WHAT IS YOUR IMMIGRATION STORY?
My mom and dad immigrated in the early 80s, from China to Australia, so my dad could get a doctorate in engineering from the University of Sydney. After he completed that, they immigrated to Canada in the late 80s and we were there until I was about five or six and then in the early 90s my dad brought us to wonderful sunny Arizona where we've been ever since. It was wild growing up in Arizona. At that time less than 2% of the population was Asian. So although my parents did all of the hard work in immigrating and all the trials and tribulations of that, I also had my own immigration story, so to speak, right? I'm really grateful to them when I think back on it because they went through three different countries for me just to have a little bit of stability in my childhood and my formative years. And still, being a minority in such a homogeneous community, I went through my own traumas but in very different ways.
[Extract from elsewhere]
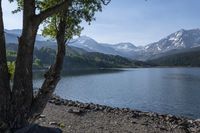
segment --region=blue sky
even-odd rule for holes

WHAT DOES YOUR CURRENT JOURNEY LOOK LIKE?
My mom passed in 2014 and my dad is in his 80s now. Even today I'm realizing the growth and the experience we're going through on this journey together because there hasn't been any groundwork laid prior to that of what does aging as an immigrant in the US look like where you don't have your family extended family community culture from an aging perspective? What does that look like? What are the responsibilities that get put on the immigrant child's shoulders and that family? And so we're going on that journey together even in real time today. As for me, I've got two kids, who are growing up as first generation Chinese Americans, and how do I continue that cultural connection for them? How do I show them that connection that they have to their extended family? How do I support them so that they have the best experience possible? Their experience is very different than mine because they're not immigrants. I am. But they've got to go on their own journey, their own they've got to have that experience on their own as well. And all I can do is impart the knowledge that I've had in my limited time on Earth to them and share the stories of even our immediate family so that they can use that to their advantage. But their experience as children is so vastly different than mine.
Even though we're still in Arizona, my kids attend a public school in Arizona that's dual language immersion, if you can imagine that. And they are learning Mandarin Chinese. It is absolutely wild and incredible to see because my kids are going to school and they're not tokenized like I was. They refer to their grandfather as yéye and no one bats an eye. But in the same vein, when they engage with other kids their age who aren't in the dual language immersion program, my other kids will stop because they have no idea what that term means, and they have to translate in real time. So it's similar to my experience growing up but a new page of the book. So seeing that is interesting and all I can do even from a cultural support perspective, is just to be there and hear them when they tell me their stories and try to provide tools and methods for them to feel stronger and more confident in who they are.
Also, the digital aspect of it. Growing up in the 90s and early 2000s, you weren't connecting with your extended family. There was no WeChat, FaceTime, social media, and it was every once in a while, you'd get on a phone call and your parents would say, " my gosh, come say hi to your extended family." And you would just hear that phone being passed around to different people in the room. My kids, even though they are oceans away from their extended family, they still have a connection to them because of our connectivity as just a global society. And that is so cool. Immigrants always have that core familial group that they rely on. And to get into that is to try and find community of other immigrants. My kids not only have that experience, but they also have their other half; we do have extended family on my partner's half and their dad's half, but they also have this global community that they connect to, so they ask about their cousins in China and Australia and around the globe.